Labor is a happy, but intense event for most women and their partners. Add an event like Sandy -- the hurricane currently threatening large chunks of the Eastern Seaboard -- and the intensity kicks way up. What does this mean for these women and their safety? Does the storm in any way change what they should do?
The most important thing, said Janis Biermann, vice president for education and health promotion with the March of Dimes, is for women who think they are in labor, or who are due soon, to get and stay in touch with their health care providers. Women experiencing any of the signs of preterm labor, which can include contractions, pelvic pressure and cramps, and a dull backache, should also get in touch.
"It's always better to place the call," Biermann said, explaining women should not feel nervous about pestering their doctors. "Your provider would rather hear from you than not."
If you live in an area that is being hit particularly hard, your doctor may have special instructions.
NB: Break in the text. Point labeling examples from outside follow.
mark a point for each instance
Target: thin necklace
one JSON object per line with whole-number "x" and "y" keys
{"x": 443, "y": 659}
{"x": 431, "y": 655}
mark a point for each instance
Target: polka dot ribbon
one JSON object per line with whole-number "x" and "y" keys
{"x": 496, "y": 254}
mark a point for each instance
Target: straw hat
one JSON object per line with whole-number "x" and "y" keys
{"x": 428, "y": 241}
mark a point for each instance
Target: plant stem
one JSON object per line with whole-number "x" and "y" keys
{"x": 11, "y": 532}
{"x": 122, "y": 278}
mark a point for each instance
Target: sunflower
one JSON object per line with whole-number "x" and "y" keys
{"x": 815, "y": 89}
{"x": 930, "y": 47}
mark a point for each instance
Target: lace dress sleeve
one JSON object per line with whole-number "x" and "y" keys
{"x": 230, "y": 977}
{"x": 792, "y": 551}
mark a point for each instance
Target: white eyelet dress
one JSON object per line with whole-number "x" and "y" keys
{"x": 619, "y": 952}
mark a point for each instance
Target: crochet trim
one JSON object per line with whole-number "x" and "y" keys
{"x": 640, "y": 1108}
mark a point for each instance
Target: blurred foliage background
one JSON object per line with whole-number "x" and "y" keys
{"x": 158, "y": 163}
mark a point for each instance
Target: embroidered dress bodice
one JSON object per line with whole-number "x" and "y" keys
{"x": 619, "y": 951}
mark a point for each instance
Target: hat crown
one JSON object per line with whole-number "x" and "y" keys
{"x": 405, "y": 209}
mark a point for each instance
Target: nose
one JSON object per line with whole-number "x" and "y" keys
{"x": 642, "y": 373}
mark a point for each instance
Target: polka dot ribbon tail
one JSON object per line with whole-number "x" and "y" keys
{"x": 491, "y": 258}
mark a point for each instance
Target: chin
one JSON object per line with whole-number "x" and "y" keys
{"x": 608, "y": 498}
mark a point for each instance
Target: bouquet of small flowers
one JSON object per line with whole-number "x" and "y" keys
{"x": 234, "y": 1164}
"Women who are laboring should stay in close contact with their physician, to make sure they're ensuring enough time to get to whatever hospital they need to," said Susan Green-Lorenzen, senior vice president of operations with Montefiore Hospital in the Bronx in New York City. The hospital is staying open during the storm and has made special arrangements for fathers who may not ordinarily stay the night to do so, Green-Lorenzen said. Couples should make sure they're properly packed, she added. The Bronx hospital has also accepted five mothers and newborns from a nearby hospital that was evacuated earlier.
Overall, both pregnant women and new moms need to prepare in pretty much the same way as everyone else affected by Sandy, Biermann said, by making sure they have plenty of bottled water and nonperishable food. The March of Dimes issued a statement recommending that women have plenty of food that is high in protein and low in fat. Biermann said it is a good idea to have an emergency bag packed that includes basics like any medicines and prenatal vitamins women may be taking, as well as information about who their health care provider is, and any pertinent medical records.
And while storms like this can be particularly stressful for pregnant women -- especially those who are worried about going into labor -- Biermann said it is important to try to relax. Do some meditation, she suggested, some light yoga, or read -- anything that will help keep you from getting worked up into a really anxious state.
As for the idea that hurricanes can send women into labor? Biermann said there's not any medical evidence backing it up.
"Certainly, a very stressful situation could induce labor," she said. "But if you're sitting at home, and you've prepared, you might feel some stress, but it shouldn't be enough to send you into labor."